Gayet sıradan, alışılmış bir iş gününün sabahı. Saat 7.00. Görkem uyanır, önce koşar adım Rüzgar’ın oda kapısını açar ki evde yaşamın başladığını seslerden anlasın. Banyoya gider, sonra giyinir. Bu arada Ümit’in telefon alarmı periyodik olarak çalmakta ve ertelenmekte, bu ses Görkem’i fena halde germektedir.
Görkem: Aşkıııımm, hadi kalk (İç ses: Be adam, madem uyanamıyorsun, neden ikilere kadar playstation oynarsın?).

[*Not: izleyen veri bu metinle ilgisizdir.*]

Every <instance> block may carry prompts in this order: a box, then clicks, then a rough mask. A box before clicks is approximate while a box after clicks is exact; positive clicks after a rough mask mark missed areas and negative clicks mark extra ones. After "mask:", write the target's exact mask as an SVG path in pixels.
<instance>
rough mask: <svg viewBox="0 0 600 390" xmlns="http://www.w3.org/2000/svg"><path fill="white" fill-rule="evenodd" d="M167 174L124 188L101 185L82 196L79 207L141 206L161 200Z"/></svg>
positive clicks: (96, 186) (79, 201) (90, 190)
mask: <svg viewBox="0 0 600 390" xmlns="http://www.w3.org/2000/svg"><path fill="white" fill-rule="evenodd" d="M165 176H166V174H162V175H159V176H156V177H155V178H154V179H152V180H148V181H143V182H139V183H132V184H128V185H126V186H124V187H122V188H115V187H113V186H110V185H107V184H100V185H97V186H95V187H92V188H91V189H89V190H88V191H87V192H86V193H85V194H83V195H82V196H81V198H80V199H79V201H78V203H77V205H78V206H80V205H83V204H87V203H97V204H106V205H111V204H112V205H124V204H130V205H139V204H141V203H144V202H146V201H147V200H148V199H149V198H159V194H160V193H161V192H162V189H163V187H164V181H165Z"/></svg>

Ümit : Homurhomurhomur..homur..homur…
Görkem: Efendim?
Ümit : Öpücük yok muuğğ?
Görkem: Al hayatım. Muck! Cemile Abla‘nın parasını bırakmayı unutma olur mu?
Ümit : Homurhomurhomur..homur..homur…
Görkem, yine koşarak tabii, makyaj çantasını alır, oturma odasına geçer. Bir yandan sabah haberlerini izler, bir yandan da makyajını yaparken çamaşırları toplar (“Nasıl oluyo o iş” diye sorup tepemi attırmayın, oluyo işte !) Dehşet dakikalarına, yani Rüzgar’ın uyandırılma saatine az kalmıştır. Görkem seri olarak işlerini bitirir, umut dolu haberlerle dolu gündemi de izlemenin verdiği güzel duygularla (?!) oğlunun odasına gider.
Görkem: Minik kediiiimmm
Rüzgar : Homurhomurhomur..homur..homur…
Görkem: Hadi uyan pisicik! (Perdeyi açar)
Rüzgar : Kapaaaattt!
Görkem: Tamam kapadım.
Rüzgar : Anneeeee, yanıma uzan.
Görkem: Yatağa mı yatayım ?! (İç ses: Ayyy eteğim buruşucak ama)
Rüzgar : Evet
Görkem: Geldiiimm (İç ses: Hay Allah)
Rüzgar : Anne, o küpeleri çıkar.
Görkem: Neden, beğenmedin mi?
Rüzgar : Beğenmedim.
Görkem: Neden?
Rüzgar : Yakışıkmamış
Görkem: Hadi oğlum, hadi tatlım.
Rüzgar : Giyinmiceeeemmm
Ümit : (Kapıdan seslenir) Hadi ben çıkıyorum, byeee!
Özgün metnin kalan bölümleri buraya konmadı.